Are data breaches mundane now?
For we who cover the field of data security, its incidents and trends, it is interesting to reflect on how much certain things have changed in just a few years. I talked about this last time, but the constant inundation of data breach headlines has altered how people conceive of these stories. What once was breaking news, a rare phenomenon, might now barely qualify as a blip on the radar. Heck, when researching ideas for writing, I see plenty of news alerts on fairly sizable data breaches that, by this point, I quickly skip over as too mundane.
This can have a negative impact, of course, for consumers who start to tune out breaches that might affect them, or for business leaders who view something like encryption as an effort that requires the bare minimum. As Information Age explains, for example, without a comprehensive, overarching strategy that includes centralized key management, a company is not adequately prepared for the risks of the modern digital landscapes. Data exists everywhere, no longer just across a single network, but in cloud environments as well. Naturally, this also means data is easier than ever to lose, to become compromised either by accident or intentionally. Approaching this issue is obviously challenging, but organizations can be aided by centralizing encryption management and keeping their keys from being scattered throughout the enterprise.
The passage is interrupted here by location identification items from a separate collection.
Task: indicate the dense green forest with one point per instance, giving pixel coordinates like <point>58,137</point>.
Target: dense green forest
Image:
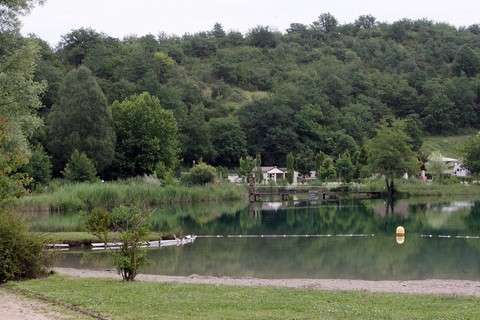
<point>157,102</point>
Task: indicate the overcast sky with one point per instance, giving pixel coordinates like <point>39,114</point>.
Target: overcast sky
<point>127,17</point>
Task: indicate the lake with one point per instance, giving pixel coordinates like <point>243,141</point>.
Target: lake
<point>341,240</point>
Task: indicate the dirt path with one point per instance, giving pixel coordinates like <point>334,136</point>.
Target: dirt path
<point>436,287</point>
<point>17,307</point>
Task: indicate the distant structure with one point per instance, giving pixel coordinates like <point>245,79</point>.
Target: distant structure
<point>275,174</point>
<point>454,167</point>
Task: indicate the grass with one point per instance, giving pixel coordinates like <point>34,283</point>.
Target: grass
<point>85,196</point>
<point>77,239</point>
<point>449,146</point>
<point>127,301</point>
<point>415,188</point>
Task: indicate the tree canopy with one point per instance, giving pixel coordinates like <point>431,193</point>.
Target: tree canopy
<point>322,87</point>
<point>146,135</point>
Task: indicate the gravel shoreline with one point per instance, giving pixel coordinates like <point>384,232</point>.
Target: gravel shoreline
<point>434,287</point>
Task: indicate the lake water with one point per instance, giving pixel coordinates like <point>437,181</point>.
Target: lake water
<point>436,243</point>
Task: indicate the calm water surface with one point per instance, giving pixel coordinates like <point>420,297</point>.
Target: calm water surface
<point>376,257</point>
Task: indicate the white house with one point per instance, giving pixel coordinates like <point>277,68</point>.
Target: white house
<point>454,167</point>
<point>274,174</point>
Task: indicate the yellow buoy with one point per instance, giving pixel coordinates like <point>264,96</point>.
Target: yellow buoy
<point>400,232</point>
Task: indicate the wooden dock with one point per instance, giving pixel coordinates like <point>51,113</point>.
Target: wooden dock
<point>261,193</point>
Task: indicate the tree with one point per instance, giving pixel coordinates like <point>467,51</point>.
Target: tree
<point>77,44</point>
<point>290,167</point>
<point>246,166</point>
<point>436,166</point>
<point>81,121</point>
<point>466,62</point>
<point>345,168</point>
<point>471,154</point>
<point>39,167</point>
<point>366,22</point>
<point>390,154</point>
<point>218,31</point>
<point>269,129</point>
<point>146,135</point>
<point>228,141</point>
<point>196,142</point>
<point>326,23</point>
<point>133,225</point>
<point>80,168</point>
<point>200,174</point>
<point>99,223</point>
<point>19,97</point>
<point>327,171</point>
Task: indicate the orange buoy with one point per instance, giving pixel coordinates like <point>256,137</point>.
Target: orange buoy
<point>400,232</point>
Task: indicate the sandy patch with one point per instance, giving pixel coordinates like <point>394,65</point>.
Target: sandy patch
<point>435,287</point>
<point>16,307</point>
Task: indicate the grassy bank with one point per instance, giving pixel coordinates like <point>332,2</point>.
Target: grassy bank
<point>85,196</point>
<point>128,301</point>
<point>412,188</point>
<point>78,239</point>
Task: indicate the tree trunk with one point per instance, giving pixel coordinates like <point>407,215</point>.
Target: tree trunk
<point>390,186</point>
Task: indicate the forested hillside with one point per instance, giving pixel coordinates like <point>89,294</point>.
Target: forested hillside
<point>318,88</point>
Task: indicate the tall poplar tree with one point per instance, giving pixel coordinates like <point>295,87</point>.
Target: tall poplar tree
<point>81,121</point>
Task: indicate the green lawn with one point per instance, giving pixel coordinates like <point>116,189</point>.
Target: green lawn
<point>118,300</point>
<point>449,146</point>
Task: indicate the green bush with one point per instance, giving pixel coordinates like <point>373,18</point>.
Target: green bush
<point>99,223</point>
<point>80,168</point>
<point>133,226</point>
<point>200,174</point>
<point>21,253</point>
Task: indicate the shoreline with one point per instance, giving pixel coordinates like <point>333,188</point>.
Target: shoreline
<point>414,287</point>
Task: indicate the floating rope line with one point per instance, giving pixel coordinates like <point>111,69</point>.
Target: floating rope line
<point>287,236</point>
<point>442,236</point>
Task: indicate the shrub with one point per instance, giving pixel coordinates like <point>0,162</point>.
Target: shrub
<point>200,174</point>
<point>21,253</point>
<point>80,168</point>
<point>133,226</point>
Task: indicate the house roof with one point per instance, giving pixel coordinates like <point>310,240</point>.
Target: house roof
<point>272,170</point>
<point>445,159</point>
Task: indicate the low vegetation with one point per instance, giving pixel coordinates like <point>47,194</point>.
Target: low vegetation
<point>122,301</point>
<point>21,253</point>
<point>86,196</point>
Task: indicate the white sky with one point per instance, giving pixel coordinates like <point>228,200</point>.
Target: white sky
<point>119,18</point>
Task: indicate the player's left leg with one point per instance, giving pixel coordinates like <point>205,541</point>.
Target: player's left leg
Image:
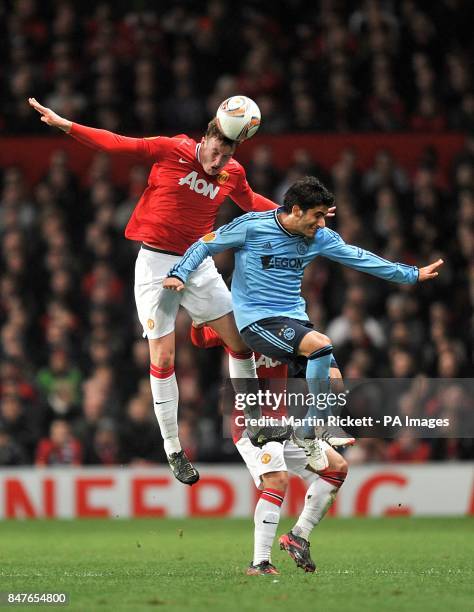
<point>320,496</point>
<point>266,519</point>
<point>207,300</point>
This sort of adaptation to new cyber realities is necessary, because the same evolution is happening on the other side. Malware is always undergoing its own changes, and a new breed that has experts’ attention is known as ‘fileless’ malware. Whereas malware strains generally involve infected files, this new type is injected directly into a system’s RAM (random-access memory) or its registry. This allows fileless malware to cloak itself from traditional antivirus solutions while leveraging a company’s legitimate tools and applications.
Security Boulevard has a comprehensive rundown on fileless malware here, including possible ways of protecting against it. One figure of note, according to a recent Ponemon report, is that ‘fileless’ is almost 10 times likelier to succeed in attacks than traditional malware.
Persistent cyber risks like these preclude any sort of apathy induced by headline fatigue, in my opinion. Though not every story warrants extensive coverage these days, organizations still must continue to combat constant attempts to infiltrate their systems and steal their data.